His fingers curled around the handle to the front door and yanked it open with enough unintentional brute force that he nearly ripped it from its hinges, only stopping when he heard the wood groan and splinter beneath the pressure. "Charlotte Ann McCoy—" Harlan took one step forward, paused, then turned to find a hot pink post-it note stuck to the window of his door with his brother’s chicken scratch scrawled across it.

Stole the old clanker. Don’t worry, didn’t hot wire it this time. Charlotte will pick you up, I’m going to harass her. See you at the festival! (You have to dress up this year dude, or you can wear the costume I got you?)

Harlan drew in a deep breath, the frigid morning air burning the inside of his lungs as he dragged his gaze over to the spot where he usually parked his truck, finding it glaringly void of said truck. "Asshole," he grumbled under his breath as he stepped out onto his porch. Bare feet thudded against the rough, uneven planks as he walked the length of his house toward the loud, roaring Jeep that sat waiting for him. He stepped into view, black hair faintly streaked gray stood up, wild and untamed in every direction. His arms were crossed over his bare chest, while old long johns, worn and tattered along the knees and hems clung to his legs, and dangled precariously from his hips. "Turn off that dinosaur before you put another hole in the ozone layer and get your ass inside, I still gotta shower."

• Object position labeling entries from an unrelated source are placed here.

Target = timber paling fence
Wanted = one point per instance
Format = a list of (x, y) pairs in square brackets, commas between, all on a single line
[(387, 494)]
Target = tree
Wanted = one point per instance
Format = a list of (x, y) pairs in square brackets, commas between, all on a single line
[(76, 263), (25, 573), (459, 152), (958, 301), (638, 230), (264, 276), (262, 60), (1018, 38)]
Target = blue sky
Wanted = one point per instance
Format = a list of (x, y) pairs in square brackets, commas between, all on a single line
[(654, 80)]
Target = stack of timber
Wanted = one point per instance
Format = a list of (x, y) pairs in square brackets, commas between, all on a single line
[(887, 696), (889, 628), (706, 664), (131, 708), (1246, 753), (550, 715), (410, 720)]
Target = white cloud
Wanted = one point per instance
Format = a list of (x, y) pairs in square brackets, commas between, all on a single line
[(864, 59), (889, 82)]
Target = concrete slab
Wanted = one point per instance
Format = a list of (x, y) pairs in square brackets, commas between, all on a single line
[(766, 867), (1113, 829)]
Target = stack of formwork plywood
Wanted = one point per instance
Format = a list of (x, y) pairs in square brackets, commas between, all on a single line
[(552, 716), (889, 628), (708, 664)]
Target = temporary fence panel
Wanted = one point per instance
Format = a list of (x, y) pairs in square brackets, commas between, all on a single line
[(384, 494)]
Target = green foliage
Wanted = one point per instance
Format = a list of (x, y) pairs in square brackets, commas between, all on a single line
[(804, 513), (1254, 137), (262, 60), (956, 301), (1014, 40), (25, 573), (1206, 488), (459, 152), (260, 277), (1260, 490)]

Before she could say anything else, Harlan trudged his way back inside, leaving the front door wide open, knowing damn well she was going to follow… because she always did. He didn’t wait around to hear the engine shut off or for the loud heavy thuds of Charlie’s hiking boots walking along the porch before he hopped into the shower.

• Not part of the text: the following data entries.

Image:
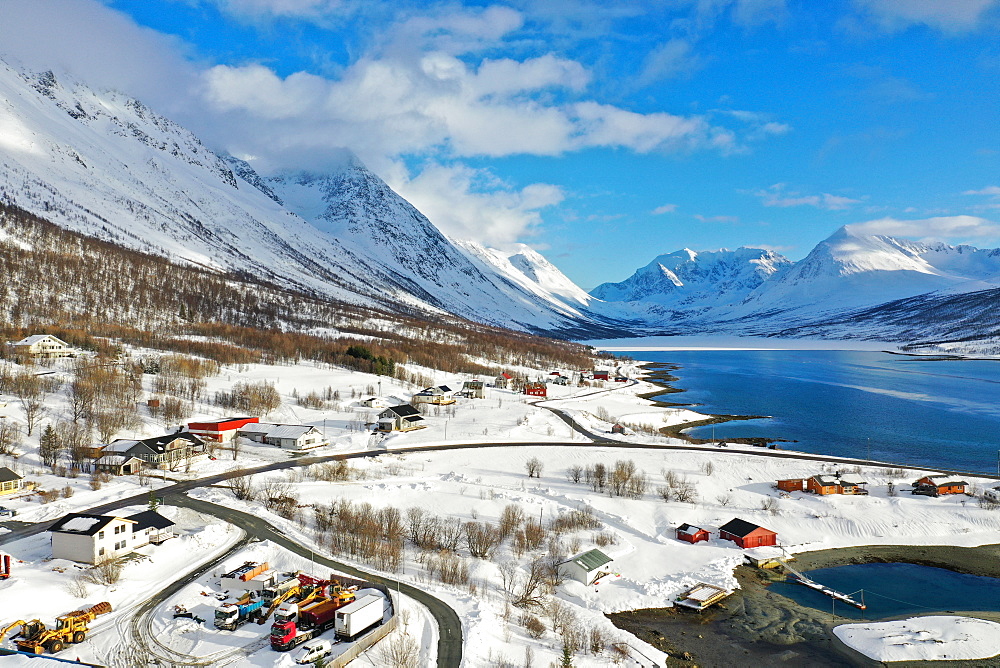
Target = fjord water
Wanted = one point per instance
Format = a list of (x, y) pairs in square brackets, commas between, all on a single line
[(892, 590), (893, 408)]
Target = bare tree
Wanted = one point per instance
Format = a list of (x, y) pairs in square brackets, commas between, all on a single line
[(534, 467), (243, 487), (482, 539)]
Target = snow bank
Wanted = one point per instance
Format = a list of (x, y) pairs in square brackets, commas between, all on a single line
[(923, 639)]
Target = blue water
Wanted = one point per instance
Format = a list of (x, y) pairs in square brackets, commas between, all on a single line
[(892, 590), (893, 408)]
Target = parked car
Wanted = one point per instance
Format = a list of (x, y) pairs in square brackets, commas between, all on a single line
[(312, 652)]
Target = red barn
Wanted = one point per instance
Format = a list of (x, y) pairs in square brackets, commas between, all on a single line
[(219, 430), (745, 534), (692, 534), (536, 389)]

Charlotte grinned to herself the moment the engine died beneath her hand, satisfaction settling warm in her chest as silence finally reclaimed the morning. Harlan looked exactly like she expected him to look after being ripped out of sleep; hair exploding in every direction, eyes narrowed beneath a glare that had absolutely no bite behind it, old long johns hanging on through sheer determination. She slipped out of the Jeep and hurried up the porch steps before the cold could settle properly into her skin, brushing past him with a casual bump of her shoulder as she ducked into the cabin. "Morning to you too, sweetheart." She called out after him.

By the time Harlan disappeared into the shower, Charlotte had already declared war on his kitchen. Cabinet doors opened and shut while she inspected shelves with increasing disappointment etched across her face. Crackers. Beef jerky. Three cans of soup. Why did men live like abandoned forest cryptids? Her nose wrinkled before she finally unearthed a box of blueberry Pop-Tarts shoved toward the back of the pantry, slightly dusty. "Blueberry?" she muttered aloud with genuine offense. "Disgusting." Still, she tore one open and threw herself across the couch like a cat claiming territory, socked feet hanging over one armrest as she crunched through her mediocre breakfast with all the dignity of a raccoon stealing food from a campsite.

It didn’t take him long to get cleaned, ten minutes tops. Harlan took as long as any man did to dry off, so barely at all, ruffling his hair with a towel before tying it around his waist to catch whatever drips still ran along his skin. He quickly wet his toothbrush and put a dollop of toothpaste along the bristles before he stepped back out into the small common area of his cabin. His gaze drifted over toward Charlie, lazy, tired, and definitely annoyed. "Why do you let Warren rope you into his shit?" he grumbled. He raised his brows toward her as he started brushing his teeth and wandering his way back down the hall toward his bedroom.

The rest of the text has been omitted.